Hapkido & Muay Thai – Adults - Kogan Self-Defense

Hapkido & Muay Thai – Adults

Hapkido is a highly eclectic Korean martial art. It is a form of self-defense that employs similar joint locks, grappling and throwing techniques to other martial arts, as well as kicks, punches, and other striking attacks. There is also the use of traditional weapons, including knife, sword, rope, sasng juhl bong (nunchaku), cane , short stick , and middle-length staff , gun  which vary in emphasis depending on the particular tradition examined.

Hapkido contains both long- and close-range fighting techniques, utilizing jumping kicks and percussive hand strikes at longer ranges as well as pressure point strikes, joint locks, or throws at closer fighting distances.
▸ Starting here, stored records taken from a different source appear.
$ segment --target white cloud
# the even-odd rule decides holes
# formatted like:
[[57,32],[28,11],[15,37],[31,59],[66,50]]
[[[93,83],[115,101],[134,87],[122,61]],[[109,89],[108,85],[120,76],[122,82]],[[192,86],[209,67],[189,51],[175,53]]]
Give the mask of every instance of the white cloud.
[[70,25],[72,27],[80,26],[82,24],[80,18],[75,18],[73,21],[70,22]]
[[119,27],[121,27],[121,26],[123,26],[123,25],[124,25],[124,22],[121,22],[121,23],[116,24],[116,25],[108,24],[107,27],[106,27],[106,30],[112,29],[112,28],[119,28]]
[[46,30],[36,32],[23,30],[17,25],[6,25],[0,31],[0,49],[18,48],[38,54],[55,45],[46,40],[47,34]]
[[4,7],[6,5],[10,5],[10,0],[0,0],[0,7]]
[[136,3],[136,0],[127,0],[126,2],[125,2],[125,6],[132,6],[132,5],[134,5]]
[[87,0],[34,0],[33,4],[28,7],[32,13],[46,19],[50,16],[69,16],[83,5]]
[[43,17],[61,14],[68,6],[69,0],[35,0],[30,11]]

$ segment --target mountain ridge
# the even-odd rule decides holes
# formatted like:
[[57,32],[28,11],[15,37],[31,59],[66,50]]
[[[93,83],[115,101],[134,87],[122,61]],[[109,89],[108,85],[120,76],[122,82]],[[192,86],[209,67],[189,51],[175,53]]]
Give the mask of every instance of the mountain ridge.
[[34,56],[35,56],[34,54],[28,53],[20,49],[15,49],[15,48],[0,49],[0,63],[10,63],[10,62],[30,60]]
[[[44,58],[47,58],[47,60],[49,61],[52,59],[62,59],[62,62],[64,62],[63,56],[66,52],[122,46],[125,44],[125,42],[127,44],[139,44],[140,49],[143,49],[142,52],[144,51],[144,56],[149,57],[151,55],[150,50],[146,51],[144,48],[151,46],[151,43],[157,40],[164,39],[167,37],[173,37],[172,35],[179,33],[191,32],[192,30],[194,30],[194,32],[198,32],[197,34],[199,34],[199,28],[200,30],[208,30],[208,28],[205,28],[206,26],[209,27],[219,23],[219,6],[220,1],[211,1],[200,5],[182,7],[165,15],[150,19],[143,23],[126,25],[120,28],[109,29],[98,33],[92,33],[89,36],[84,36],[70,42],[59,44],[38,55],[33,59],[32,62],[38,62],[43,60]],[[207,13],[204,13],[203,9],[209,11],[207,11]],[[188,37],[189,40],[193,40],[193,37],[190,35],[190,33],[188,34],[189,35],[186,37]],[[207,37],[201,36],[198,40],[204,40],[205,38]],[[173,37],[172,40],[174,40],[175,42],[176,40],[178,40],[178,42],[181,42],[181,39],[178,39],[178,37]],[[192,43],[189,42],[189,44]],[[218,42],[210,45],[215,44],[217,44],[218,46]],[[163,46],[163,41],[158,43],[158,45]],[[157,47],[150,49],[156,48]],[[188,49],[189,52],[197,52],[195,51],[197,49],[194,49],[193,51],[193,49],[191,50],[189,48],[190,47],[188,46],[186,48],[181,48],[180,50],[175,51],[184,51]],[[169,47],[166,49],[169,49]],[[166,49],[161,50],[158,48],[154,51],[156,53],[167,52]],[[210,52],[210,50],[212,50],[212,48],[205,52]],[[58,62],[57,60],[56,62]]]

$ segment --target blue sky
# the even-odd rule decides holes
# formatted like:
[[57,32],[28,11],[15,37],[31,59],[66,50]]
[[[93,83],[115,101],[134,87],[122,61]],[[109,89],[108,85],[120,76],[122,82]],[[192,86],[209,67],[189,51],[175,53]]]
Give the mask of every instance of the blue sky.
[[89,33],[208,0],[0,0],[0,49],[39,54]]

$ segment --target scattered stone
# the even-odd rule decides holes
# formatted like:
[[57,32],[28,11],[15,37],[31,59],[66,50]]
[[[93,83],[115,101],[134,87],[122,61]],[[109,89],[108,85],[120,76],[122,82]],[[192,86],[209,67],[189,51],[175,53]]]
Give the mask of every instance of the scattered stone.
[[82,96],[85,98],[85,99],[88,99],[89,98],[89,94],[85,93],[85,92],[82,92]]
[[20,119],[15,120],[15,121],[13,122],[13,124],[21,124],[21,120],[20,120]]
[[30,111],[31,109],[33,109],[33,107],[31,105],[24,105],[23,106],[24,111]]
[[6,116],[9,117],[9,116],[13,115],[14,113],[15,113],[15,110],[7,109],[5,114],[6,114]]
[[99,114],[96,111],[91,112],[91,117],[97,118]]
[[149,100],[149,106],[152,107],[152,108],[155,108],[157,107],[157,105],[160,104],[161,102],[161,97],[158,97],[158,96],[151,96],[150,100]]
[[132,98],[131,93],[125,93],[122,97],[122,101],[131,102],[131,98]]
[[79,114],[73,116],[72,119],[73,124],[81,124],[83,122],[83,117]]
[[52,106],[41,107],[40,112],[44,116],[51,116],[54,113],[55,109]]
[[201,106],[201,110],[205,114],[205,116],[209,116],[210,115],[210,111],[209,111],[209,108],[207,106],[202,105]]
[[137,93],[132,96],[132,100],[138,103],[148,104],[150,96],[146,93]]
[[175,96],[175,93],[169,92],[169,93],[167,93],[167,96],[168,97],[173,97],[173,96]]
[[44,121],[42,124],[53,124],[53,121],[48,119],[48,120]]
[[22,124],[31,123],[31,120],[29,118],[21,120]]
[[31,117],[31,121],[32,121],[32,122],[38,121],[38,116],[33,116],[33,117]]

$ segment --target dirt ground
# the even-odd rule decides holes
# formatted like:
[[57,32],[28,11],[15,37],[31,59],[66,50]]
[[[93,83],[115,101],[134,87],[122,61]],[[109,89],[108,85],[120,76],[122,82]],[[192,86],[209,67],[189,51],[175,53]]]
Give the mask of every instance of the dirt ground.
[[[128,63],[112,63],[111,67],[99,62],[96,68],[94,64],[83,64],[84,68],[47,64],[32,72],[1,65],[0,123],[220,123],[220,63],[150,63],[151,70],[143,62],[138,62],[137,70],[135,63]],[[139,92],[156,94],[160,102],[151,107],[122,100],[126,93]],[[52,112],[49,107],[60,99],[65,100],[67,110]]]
Hapkido emphasizes circular motion, redirection of force, and control of the opponent. Practitioners seek to gain advantage through footwork and body positioning to incorporate the use of leverage, avoiding the use of strength against strength.

The art adapted from Daitō-ryū Aiki-jūjutsu as it was taught by Choi Yong-Sool when he returned to Korea after World War II, having lived in Japan for 30 years. This system was later combined with kicking and striking techniques of indigenous and contemporary arts such as taekkyeon, as well as throwing techniques and ground fighting from Japanese judo. Its history is obscured by the historical animosity between the Korean and Japanese people following the Second World War.

Muay Thai is a combat sport of Thailand that uses stand-up striking along with various clinching techniques. This physical and mental discipline which includes combat on shins is known as “the art of eight limbs” because it is characterized by the combined use of fists, elbows, knees, shins, being associated with a good physical preparation that makes a full-contact fighter very efficient. Muay Thai became widespread internationally in the twentieth century, when practitioners defeated notable practitioners of other martial arts. The professional leauge is governed by The Professional Boxing Association Of Thailand (P.A.T) sanctioned by The Sport Authority Of Thailand (S.A.T), and World Professional Muaythai Federation (WPMF) overseas.